Ils ne savaient pas que c’était impossible, donc ils l’ont fait...
U-topos : l’étymologie grecque rappelle que l’utopie est ce qui n’a pas de lieu. Mis à part quelques projets fous en cours de réalisation, il semble que notre époque laisse moins de place à ce qui, justement, n’a pas lieu d’être. Il n’y a plus d’espérance d’un renouveau, l’évolution dite “naturelle” de notre monde étant déjà trop rapide pour qu’on aie le temps de vouloir du neuf. On ne fait plus de politique, la dictature des tyrans laisse place à la dictature du marché. On connaît la planète dans ses moindres recoins, il n’est plus possible de rêver à quelque contrée inexplorée, pour vivre enfin dans un Éden. Le monde est connu, reconnu, et bien petit : il n’y a nulle part où se blottir sans subir la loi des autres. Chaque société et chacun de nos États sont en rapport étroit (étriqué) les uns avec les autres, les uns contre les autres.
Les assoiffés d’exotisme disent encore que la vérité est ailleurs, mais où donc pourrait-elle se cacher quand nous sommes tous interdépendants ? Trêve d’idéalisme : la vérité est dans ce monde présent, fatale comme l’est la réalité économique. L’autarcie est inconcevable, aucune contrée ne peut ignorer le reste du monde.
Depuis l’effondrement du communisme, on croit moins facilement aux modèles inventant un lieu où les hommes vivent égaux et en paix. Qui compte encore sur ce lendemain (ou cet ailleurs) qui chante se leurre.

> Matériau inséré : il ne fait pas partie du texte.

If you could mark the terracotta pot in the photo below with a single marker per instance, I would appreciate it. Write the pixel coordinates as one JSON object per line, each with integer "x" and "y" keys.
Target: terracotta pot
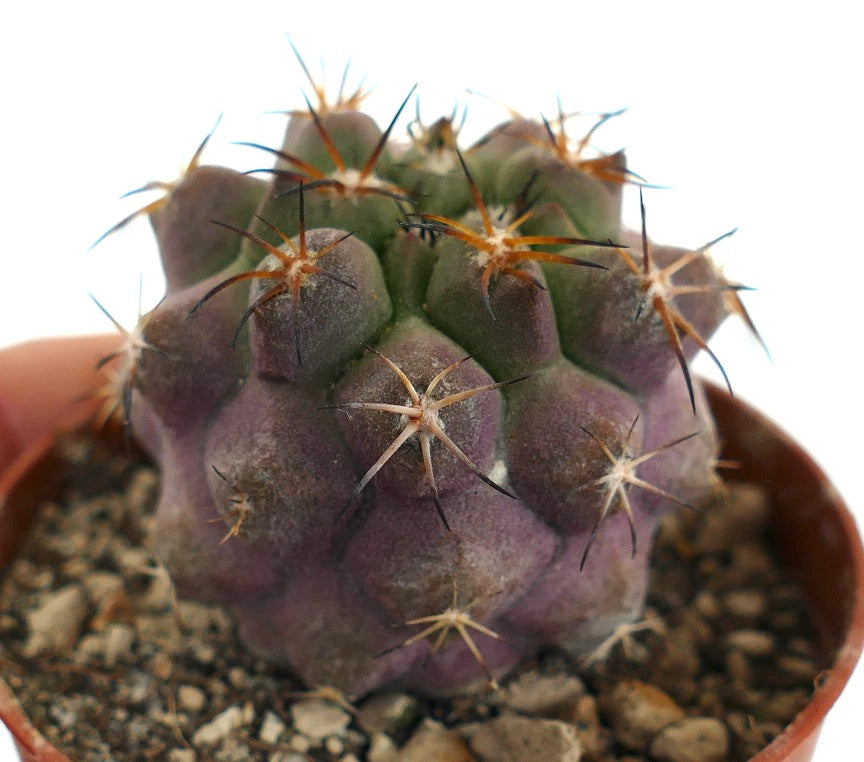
{"x": 815, "y": 533}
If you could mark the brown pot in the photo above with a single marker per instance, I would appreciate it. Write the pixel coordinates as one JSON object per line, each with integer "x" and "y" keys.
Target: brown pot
{"x": 815, "y": 532}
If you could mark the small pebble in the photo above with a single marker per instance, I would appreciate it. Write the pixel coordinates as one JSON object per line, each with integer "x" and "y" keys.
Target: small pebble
{"x": 524, "y": 739}
{"x": 751, "y": 642}
{"x": 191, "y": 698}
{"x": 56, "y": 624}
{"x": 332, "y": 745}
{"x": 222, "y": 725}
{"x": 390, "y": 713}
{"x": 638, "y": 711}
{"x": 432, "y": 741}
{"x": 541, "y": 695}
{"x": 695, "y": 739}
{"x": 272, "y": 728}
{"x": 748, "y": 605}
{"x": 182, "y": 755}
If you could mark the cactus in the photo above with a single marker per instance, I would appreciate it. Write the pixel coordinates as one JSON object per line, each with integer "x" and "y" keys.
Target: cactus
{"x": 418, "y": 409}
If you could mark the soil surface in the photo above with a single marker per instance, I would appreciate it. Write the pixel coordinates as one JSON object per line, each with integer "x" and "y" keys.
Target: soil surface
{"x": 111, "y": 666}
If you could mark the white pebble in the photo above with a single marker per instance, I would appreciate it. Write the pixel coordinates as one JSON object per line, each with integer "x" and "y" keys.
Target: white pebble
{"x": 56, "y": 624}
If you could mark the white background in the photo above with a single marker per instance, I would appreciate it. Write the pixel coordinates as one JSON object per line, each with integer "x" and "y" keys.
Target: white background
{"x": 749, "y": 113}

Leurre périlleux : gare aux rêveurs qui suivraient un gourou évoquant un paradis sur terre. On peut relire l’histoire de notre petit monde pour dénoncer le danger de l’utopie : elle est cause de bien des dictatures, se nommant République Populaire Démocratique mais sans l’être. De nombreux rêves se sont faits cauchemars, d’Auschwitz au Goulag. Nous vivons sur un cimetière d’utopies échouées. De quoi devenir méfiant, et supposer que derrière tout beau discours brodant sur un avenir ou un ailleurs radieux, se cache un dictateur potentiel, dissimulant au peuple plein d’espoir qu’il est impossible de réaliser une utopie sans sacrifier la liberté individuelle.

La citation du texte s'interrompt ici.